Over time, the men I talked to found ways to feel better. Josh worked on coping skills to manage his obsession. Nathan started taking medication that gave him an instant boost of energy; sleep training transformed their lives in three days. Before his second child, he logged hours in the gym, preparing mentally and physically for the challenge ahead.

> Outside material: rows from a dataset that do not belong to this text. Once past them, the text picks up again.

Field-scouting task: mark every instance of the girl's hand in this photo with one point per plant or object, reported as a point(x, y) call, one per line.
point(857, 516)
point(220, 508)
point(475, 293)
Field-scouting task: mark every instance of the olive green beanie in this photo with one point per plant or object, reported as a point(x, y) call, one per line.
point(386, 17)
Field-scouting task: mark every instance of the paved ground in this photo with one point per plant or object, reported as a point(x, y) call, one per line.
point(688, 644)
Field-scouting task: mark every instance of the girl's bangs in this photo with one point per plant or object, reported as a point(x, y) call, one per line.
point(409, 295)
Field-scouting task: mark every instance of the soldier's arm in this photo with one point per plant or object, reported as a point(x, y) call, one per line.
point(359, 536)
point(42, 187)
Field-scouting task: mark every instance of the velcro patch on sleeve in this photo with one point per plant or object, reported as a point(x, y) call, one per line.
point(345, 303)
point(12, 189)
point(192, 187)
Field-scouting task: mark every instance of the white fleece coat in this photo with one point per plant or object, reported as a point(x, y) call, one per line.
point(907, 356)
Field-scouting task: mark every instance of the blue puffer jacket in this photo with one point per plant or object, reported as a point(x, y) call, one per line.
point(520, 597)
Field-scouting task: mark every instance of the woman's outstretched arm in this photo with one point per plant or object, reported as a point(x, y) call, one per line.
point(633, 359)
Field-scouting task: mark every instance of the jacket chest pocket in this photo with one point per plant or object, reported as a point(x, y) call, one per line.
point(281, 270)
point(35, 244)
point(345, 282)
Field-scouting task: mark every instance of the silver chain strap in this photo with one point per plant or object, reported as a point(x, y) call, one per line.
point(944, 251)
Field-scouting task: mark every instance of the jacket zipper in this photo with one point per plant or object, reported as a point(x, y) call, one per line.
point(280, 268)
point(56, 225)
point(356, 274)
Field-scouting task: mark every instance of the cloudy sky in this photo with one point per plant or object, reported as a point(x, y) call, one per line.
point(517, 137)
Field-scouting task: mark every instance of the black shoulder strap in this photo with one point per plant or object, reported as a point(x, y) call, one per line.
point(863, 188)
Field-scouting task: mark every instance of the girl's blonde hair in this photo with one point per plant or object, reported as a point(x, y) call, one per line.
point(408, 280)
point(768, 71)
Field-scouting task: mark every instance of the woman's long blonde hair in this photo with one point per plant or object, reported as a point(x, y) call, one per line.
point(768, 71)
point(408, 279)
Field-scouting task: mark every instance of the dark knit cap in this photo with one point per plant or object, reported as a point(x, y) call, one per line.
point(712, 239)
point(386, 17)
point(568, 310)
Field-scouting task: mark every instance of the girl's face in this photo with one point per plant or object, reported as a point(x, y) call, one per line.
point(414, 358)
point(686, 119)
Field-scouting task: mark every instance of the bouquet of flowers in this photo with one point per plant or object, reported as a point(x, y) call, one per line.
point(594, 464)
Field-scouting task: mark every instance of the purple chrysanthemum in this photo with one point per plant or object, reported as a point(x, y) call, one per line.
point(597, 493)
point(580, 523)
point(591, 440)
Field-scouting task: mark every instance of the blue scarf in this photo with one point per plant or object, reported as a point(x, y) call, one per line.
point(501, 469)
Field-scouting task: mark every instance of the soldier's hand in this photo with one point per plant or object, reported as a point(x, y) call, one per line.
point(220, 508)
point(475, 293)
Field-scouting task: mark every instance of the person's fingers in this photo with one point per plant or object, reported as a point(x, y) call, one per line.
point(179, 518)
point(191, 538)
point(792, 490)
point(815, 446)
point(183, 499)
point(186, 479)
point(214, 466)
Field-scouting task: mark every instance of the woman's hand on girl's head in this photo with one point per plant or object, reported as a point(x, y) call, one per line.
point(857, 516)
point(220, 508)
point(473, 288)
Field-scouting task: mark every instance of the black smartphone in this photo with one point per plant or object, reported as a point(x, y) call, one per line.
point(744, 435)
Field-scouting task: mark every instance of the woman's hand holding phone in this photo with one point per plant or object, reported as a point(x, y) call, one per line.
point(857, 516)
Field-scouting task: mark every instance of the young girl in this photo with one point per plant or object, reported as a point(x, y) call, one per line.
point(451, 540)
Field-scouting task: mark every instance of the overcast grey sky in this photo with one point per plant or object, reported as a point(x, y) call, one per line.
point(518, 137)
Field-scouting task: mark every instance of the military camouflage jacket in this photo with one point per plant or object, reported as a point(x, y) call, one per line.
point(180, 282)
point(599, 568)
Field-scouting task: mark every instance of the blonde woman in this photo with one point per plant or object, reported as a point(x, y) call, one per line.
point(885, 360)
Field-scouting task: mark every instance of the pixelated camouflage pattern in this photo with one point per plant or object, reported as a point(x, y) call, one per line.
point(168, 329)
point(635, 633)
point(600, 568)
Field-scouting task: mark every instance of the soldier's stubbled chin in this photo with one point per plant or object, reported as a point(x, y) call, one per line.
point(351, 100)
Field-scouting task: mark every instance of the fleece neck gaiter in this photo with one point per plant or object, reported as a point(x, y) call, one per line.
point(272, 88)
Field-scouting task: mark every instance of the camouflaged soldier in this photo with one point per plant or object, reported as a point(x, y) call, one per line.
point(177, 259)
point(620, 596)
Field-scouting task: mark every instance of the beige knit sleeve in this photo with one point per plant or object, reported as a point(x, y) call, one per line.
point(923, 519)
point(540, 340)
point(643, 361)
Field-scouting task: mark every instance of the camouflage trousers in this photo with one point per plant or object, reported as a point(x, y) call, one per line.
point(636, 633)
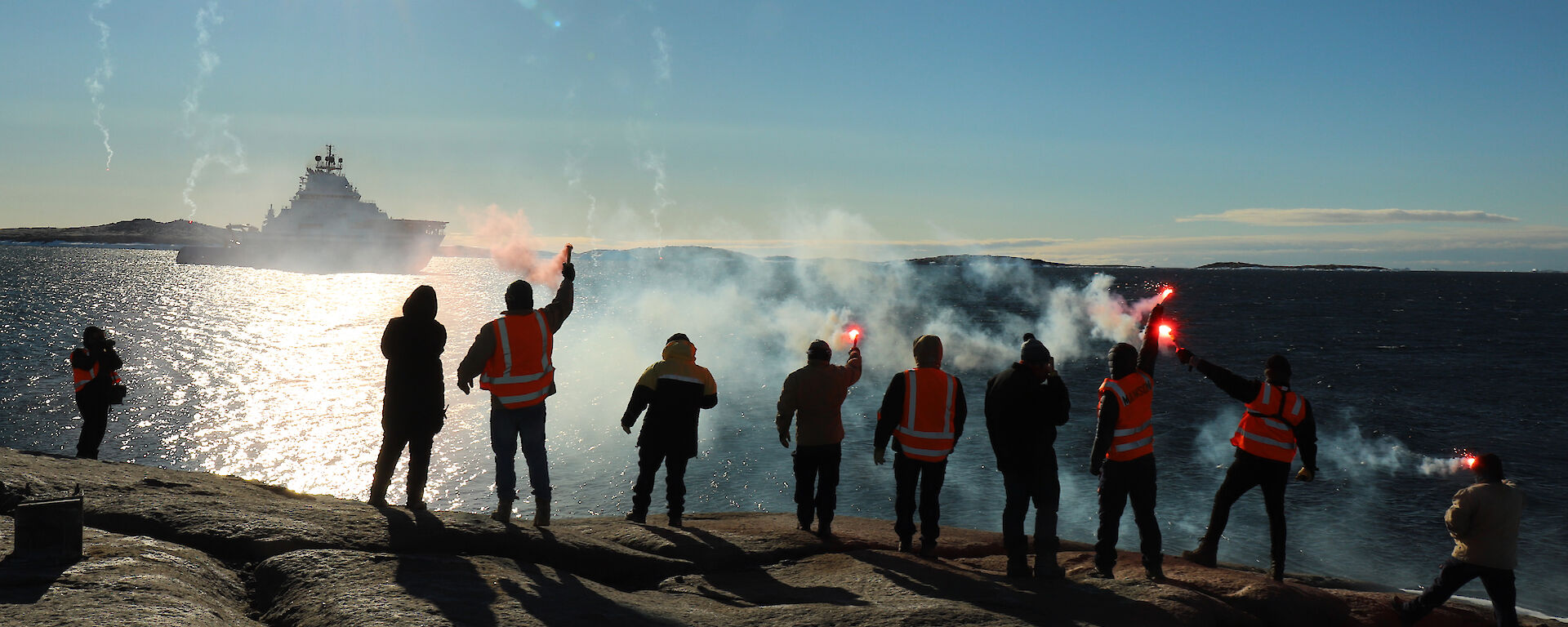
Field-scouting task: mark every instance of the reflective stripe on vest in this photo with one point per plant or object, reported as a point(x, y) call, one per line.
point(1134, 433)
point(511, 373)
point(927, 429)
point(1267, 429)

When my daughter was 4 months old, I injured my shoulder, and Byron became the de facto baby carrier. Suddenly, he had an important, irreplaceable role, doing an activity shown to help kids bond. His best friend had a baby six months after us. The two of them took walks with their sleeping babies strapped to their chests, basking in the adoration of onlookers. Eight months in, our daughter started signing; just after she turned 1, we understood her word: “egg.” Now that she’s a toddler with huge emotions, Byron and I joke about how he’ll be the better parent during the grueling teenage years — an idea that’s supported by Saxbe. This week, our daughter announced that, when she grows up, she wants to be a dada.

This story was supported by the Rosalynn Carter Mental Health Journalism Fellowship.